Struggling to convince the Royal Society, van Leeuwenhoek observed the plaque between his own teeth “with great wonder, that in the said matter there were many very little living animalcules, very prettily a-moving.”

It would take two centuries, however, to prove these animalcules responsible for the origin of infectious processes. With Koch and Pasteur leading and rationalizing the nascent field of microbiology, most medical disciplines then turned into an “infectious rush era.” The logic followed that, since bacteria caused all cardinal signs of inflammation in affected sites, rheumatic diseases were also inevitably a deleterious effect of microorganisms. Theories flourished, and multiple lines of investigation suggested a link between oral or intestinal microbes and RA. Soon after, arthritis deformans was considered to be due to tuberculosis; the focal sepsis hypothesis claimed that RA was caused by periodontal flora; and the toxemic factor idea proposed a role in diseases of substances produced by intestinal bugs.^1,7-9 The first half of the 20th century, without the means to prove any of these hypotheses (mainly because one in five bacteria are noncultivable), saw thousands of teeth extractions and even dozens of colectomies performed, hoping to achieve the ultimate cure for RA. Ultimately, none of those expectations materialized, and surgical solutions for RA were gradually abandoned.
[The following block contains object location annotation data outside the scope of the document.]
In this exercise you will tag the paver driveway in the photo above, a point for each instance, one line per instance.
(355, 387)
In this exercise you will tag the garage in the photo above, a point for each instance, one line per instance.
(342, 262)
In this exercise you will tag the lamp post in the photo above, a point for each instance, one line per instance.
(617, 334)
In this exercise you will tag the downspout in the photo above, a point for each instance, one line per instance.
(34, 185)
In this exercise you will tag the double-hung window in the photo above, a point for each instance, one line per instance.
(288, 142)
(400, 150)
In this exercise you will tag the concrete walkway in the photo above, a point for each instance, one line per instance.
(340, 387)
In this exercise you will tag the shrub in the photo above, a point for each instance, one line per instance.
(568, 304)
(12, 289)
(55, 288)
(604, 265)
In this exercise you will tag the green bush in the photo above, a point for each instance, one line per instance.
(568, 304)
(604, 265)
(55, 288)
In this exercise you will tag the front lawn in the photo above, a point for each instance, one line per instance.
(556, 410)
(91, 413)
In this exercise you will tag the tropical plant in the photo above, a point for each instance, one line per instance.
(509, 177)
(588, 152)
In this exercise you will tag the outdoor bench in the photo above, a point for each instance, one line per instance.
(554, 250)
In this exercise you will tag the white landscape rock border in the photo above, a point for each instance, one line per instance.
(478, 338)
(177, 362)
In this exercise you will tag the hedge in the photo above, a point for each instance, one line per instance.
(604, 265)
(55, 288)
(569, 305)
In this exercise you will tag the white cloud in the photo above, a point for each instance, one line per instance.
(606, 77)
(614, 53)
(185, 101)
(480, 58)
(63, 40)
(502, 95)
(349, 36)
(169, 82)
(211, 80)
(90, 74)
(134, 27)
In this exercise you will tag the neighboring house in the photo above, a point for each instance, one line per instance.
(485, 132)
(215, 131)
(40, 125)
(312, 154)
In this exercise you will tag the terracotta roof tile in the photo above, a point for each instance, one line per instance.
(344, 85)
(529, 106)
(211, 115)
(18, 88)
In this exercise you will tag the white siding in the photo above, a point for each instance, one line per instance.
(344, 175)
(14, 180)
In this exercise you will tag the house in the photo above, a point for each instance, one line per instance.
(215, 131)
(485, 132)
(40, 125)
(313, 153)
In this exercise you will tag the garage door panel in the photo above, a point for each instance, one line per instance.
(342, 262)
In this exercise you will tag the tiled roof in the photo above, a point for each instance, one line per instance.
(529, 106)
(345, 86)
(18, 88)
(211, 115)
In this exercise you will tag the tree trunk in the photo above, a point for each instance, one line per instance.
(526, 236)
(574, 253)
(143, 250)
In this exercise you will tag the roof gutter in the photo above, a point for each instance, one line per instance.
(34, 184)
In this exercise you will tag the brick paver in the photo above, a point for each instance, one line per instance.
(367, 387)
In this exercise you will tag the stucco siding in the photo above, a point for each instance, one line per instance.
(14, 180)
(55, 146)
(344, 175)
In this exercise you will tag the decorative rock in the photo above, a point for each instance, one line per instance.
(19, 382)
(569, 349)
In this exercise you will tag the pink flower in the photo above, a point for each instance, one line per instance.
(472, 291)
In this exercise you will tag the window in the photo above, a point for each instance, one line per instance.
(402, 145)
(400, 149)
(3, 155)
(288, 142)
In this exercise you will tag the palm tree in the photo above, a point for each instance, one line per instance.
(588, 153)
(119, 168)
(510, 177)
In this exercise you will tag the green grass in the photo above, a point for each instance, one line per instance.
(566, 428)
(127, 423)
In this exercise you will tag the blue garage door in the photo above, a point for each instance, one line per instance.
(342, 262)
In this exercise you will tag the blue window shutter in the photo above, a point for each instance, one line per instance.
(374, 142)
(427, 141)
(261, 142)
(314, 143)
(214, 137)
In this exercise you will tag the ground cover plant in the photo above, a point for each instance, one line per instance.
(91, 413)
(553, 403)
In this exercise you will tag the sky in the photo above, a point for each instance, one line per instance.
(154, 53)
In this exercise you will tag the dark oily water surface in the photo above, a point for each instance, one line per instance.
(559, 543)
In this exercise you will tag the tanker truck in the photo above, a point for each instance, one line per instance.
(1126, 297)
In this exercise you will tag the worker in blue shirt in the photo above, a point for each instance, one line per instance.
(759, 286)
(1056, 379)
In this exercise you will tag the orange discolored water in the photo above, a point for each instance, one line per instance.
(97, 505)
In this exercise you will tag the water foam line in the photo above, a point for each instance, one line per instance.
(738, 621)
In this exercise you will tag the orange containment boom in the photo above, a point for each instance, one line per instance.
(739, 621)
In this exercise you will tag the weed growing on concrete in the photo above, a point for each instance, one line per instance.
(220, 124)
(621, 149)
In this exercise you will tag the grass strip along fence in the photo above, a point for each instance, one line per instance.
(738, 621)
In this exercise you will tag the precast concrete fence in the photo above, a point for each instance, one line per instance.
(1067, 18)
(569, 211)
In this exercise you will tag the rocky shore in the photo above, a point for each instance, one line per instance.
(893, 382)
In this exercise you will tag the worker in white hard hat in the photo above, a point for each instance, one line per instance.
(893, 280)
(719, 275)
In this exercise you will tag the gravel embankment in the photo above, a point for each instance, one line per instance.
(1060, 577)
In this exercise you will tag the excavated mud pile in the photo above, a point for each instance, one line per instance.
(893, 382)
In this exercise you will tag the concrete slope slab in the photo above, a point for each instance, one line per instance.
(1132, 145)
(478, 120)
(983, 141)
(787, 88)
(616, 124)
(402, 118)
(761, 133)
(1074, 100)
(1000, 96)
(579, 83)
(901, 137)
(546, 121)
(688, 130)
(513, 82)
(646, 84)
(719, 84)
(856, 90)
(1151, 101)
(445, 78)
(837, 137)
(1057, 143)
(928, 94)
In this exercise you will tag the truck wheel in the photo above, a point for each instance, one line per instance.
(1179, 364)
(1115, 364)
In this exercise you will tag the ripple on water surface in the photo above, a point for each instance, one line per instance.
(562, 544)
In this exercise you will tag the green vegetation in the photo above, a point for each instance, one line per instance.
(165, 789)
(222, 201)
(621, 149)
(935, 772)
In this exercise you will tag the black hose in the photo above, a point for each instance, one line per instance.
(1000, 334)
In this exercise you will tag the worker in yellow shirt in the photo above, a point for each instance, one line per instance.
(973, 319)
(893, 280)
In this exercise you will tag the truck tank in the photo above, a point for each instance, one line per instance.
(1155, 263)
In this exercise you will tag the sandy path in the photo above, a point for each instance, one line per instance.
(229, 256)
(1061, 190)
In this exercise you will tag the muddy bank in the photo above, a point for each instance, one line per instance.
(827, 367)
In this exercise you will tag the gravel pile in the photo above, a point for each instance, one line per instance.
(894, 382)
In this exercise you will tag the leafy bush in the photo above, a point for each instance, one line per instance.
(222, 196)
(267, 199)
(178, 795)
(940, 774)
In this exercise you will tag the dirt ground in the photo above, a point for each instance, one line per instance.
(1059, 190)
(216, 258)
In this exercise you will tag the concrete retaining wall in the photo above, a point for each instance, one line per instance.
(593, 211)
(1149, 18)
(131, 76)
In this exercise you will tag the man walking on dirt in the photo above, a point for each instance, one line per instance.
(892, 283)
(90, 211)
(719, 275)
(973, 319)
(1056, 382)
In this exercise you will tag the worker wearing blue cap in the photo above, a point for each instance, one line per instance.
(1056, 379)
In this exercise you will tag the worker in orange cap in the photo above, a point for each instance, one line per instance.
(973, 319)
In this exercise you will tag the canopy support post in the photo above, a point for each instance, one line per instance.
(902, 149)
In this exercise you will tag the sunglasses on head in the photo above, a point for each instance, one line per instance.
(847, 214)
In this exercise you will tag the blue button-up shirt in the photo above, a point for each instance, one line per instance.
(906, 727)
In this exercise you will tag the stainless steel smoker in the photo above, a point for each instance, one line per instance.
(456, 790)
Most recently (although debated), paleopathological and epidemiologic evidence has suggested that RA originated in the New World and spread through a transmissible vector to the rest of the globe after 1492.¹⁰ These conclusions are based on the lack of skeletal remains with RA-like features outside of America and the high incidence of disease in Amerindians compared with Caucasians, Europeans, Africans, and Asians. Clinical studies implicating specific bacterial agents as triggers for RA have mostly relied on indirect evidence (serological and biased polymerase chain reaction methods) and circumstantial observations.

Who Needs Culture, Anyway?

What theoretically appeared reasonable and necessary to advance the understanding of the microbiome has, nevertheless, encountered challenges. Central to these challenges is the inability to culture and grow approximately 80% of bacteria found in our microbiomes. Whether related to oxygen conditions or nutritional requirements, the immense majority of bacteria cannot survive if they leave their natural habitats. Because this deportation means death for many species, the DNA sequencing technology revolution has enabled the unimaginable: to bypass the need to isolate living organisms for their identification (see Figure 2).